If it is really hot I will spray my goats down with a hose. I start with their legs so I dont shock them with the change in temp.


----------



## sweetgoats (Oct 18, 2007)

For me beings mine are Cashmere I can not spray them down like Stacey. I just provide shade and at shows I always bring lots of fans.


----------



## goathappy (Oct 5, 2007)

During the summer we open up everything in the barn, we roll the sides up on the barn and open up the doors(we have a big hoop building) and we also have a fan blowing through to circulate the air. We change the water twice a day and freshen it once or twice in between.
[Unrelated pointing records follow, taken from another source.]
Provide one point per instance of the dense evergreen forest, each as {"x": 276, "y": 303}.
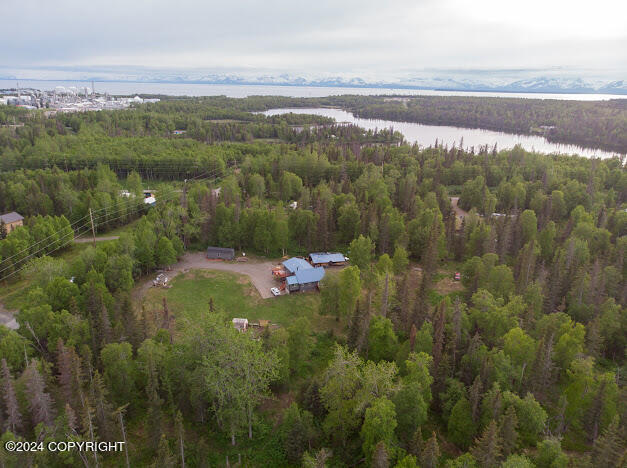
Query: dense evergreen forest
{"x": 521, "y": 364}
{"x": 597, "y": 124}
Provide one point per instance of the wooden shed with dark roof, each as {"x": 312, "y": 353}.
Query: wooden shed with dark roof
{"x": 12, "y": 220}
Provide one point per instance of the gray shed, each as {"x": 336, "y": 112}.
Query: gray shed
{"x": 220, "y": 253}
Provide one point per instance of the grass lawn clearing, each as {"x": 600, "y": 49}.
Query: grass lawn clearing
{"x": 189, "y": 295}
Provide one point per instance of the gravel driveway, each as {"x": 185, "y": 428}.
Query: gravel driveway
{"x": 7, "y": 319}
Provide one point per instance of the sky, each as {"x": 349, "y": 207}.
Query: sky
{"x": 372, "y": 39}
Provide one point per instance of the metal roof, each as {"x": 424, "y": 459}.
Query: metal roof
{"x": 11, "y": 217}
{"x": 295, "y": 264}
{"x": 326, "y": 257}
{"x": 312, "y": 275}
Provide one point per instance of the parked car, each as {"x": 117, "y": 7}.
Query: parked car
{"x": 160, "y": 280}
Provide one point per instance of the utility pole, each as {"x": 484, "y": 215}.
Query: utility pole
{"x": 184, "y": 217}
{"x": 93, "y": 230}
{"x": 119, "y": 411}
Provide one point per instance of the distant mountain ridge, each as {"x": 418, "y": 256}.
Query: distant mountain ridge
{"x": 476, "y": 82}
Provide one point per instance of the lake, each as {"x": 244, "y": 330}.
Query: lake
{"x": 240, "y": 91}
{"x": 427, "y": 135}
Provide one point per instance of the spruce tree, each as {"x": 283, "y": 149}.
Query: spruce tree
{"x": 380, "y": 457}
{"x": 609, "y": 448}
{"x": 508, "y": 432}
{"x": 431, "y": 453}
{"x": 417, "y": 443}
{"x": 180, "y": 437}
{"x": 487, "y": 449}
{"x": 13, "y": 422}
{"x": 39, "y": 401}
{"x": 164, "y": 454}
{"x": 474, "y": 396}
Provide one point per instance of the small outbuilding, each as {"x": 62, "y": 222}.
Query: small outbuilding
{"x": 295, "y": 264}
{"x": 240, "y": 324}
{"x": 220, "y": 253}
{"x": 305, "y": 280}
{"x": 12, "y": 220}
{"x": 327, "y": 259}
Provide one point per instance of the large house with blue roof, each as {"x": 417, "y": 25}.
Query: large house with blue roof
{"x": 299, "y": 274}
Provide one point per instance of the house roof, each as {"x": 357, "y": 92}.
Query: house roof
{"x": 312, "y": 275}
{"x": 220, "y": 249}
{"x": 295, "y": 264}
{"x": 11, "y": 217}
{"x": 326, "y": 257}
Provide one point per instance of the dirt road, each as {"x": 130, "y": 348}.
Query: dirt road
{"x": 260, "y": 272}
{"x": 84, "y": 240}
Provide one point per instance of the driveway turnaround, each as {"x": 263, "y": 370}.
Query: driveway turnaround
{"x": 259, "y": 272}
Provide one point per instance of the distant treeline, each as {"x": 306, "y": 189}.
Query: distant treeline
{"x": 594, "y": 124}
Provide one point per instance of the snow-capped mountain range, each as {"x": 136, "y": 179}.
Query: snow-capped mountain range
{"x": 495, "y": 81}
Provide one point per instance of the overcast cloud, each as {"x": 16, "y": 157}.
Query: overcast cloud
{"x": 356, "y": 37}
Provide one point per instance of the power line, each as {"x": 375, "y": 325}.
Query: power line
{"x": 166, "y": 197}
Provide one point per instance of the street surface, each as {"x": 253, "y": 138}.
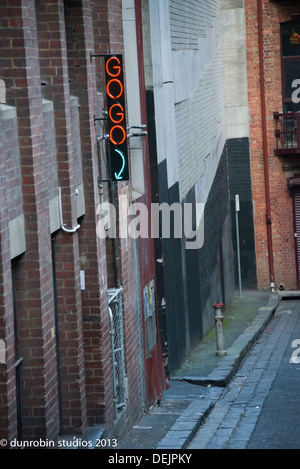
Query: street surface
{"x": 260, "y": 409}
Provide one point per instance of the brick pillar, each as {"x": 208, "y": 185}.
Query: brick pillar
{"x": 79, "y": 25}
{"x": 20, "y": 70}
{"x": 8, "y": 423}
{"x": 54, "y": 72}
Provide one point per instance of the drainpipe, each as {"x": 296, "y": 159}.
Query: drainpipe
{"x": 265, "y": 146}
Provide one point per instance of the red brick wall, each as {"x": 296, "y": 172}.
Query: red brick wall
{"x": 34, "y": 282}
{"x": 45, "y": 53}
{"x": 280, "y": 200}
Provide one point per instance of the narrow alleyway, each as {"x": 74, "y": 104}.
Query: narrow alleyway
{"x": 260, "y": 406}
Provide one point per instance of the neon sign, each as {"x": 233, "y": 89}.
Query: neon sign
{"x": 116, "y": 118}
Occasionally when the girls get to hot we'll take bandanas and wet them down and tie them on their necks, its just enough wet to get the cool and not make them sick.


----------



## KW Farms (Jun 21, 2008)

We shave a lot of our goats to keep them cool in the summer. We take a few tarps and put them up for extra shade and then spray the dust down at the beginning of the day. Also, to keep their water cooler.... you can take a small rubber tub, fill it up with water, and if your freezer is big enough you can freeze it. Then in the afternoon put it in there and it cools the water for awhile. Also, we like to keep our troughs out of the sun and in the shade.


----------



## keren (Oct 26, 2008)

all good ideas, thanks guys. 

I like the bandana idea :wink:


----------